In their study report, the investigators note the particular significance of their results for patients with diabetes, given that diabetes was an enrollment criterion for increased cardiovascular risk and two-thirds of patients in the analysis had diabetes. “The current findings support the guideline recommendation that primary prevention patients with diabetes should be treated with statins to lower cholesterol levels,” the authors write. Guidelines do not currently address use of nonstatin medications for primary prevention in high-risk patients.

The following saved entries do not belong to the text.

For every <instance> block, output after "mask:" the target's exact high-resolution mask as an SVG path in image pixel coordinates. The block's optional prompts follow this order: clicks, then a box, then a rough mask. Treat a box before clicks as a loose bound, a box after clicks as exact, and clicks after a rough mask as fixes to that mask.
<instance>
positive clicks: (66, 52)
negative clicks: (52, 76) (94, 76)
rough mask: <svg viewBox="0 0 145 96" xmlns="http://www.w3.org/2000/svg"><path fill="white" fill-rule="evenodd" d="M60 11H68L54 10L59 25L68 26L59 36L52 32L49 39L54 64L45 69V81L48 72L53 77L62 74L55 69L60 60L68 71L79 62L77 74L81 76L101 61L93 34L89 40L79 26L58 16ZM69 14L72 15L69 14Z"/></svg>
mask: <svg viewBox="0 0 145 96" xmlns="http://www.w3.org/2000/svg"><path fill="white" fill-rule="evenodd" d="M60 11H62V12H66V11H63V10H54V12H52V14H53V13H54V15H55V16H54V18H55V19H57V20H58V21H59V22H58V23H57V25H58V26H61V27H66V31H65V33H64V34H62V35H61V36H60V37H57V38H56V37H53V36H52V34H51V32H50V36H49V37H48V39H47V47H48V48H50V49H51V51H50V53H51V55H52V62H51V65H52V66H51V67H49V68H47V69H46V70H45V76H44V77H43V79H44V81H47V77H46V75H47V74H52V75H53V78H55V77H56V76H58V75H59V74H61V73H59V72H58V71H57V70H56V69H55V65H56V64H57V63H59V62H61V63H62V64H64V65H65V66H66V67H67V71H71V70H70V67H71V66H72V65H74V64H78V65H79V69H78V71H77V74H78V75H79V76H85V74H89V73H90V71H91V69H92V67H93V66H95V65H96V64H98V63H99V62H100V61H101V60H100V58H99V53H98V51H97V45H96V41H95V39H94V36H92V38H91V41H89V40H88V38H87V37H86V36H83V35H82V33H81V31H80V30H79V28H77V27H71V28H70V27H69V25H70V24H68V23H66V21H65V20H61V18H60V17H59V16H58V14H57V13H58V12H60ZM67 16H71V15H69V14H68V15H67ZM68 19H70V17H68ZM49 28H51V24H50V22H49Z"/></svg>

“I tell all my patients who have elevated LDL-C — often with a family history of cardiovascular disease or other cardiovascular risk factors — first that we need to make sure lifestyle factors are controlled but second that they will be on lipid-lowering therapy at some point because it further lowers their risk of future strokes and heart attacks,” says Dr. Laffin. “Bempedoic acid is a useful agent in patients who cannot tolerate statins due to side effects, and now we have data demonstrating that it can be a useful tool for primary prevention.”

“What would you rather do?” asks Dr. Nissen. “Treat a patient after they’ve had an event or prevent them from having the event in the first place?”

The trial was funded by Esperion Therapeutics, which markets bempedoic acid, and coordinated by the Cleveland Clinic Coordinating Center for Clinical Research (C5Research).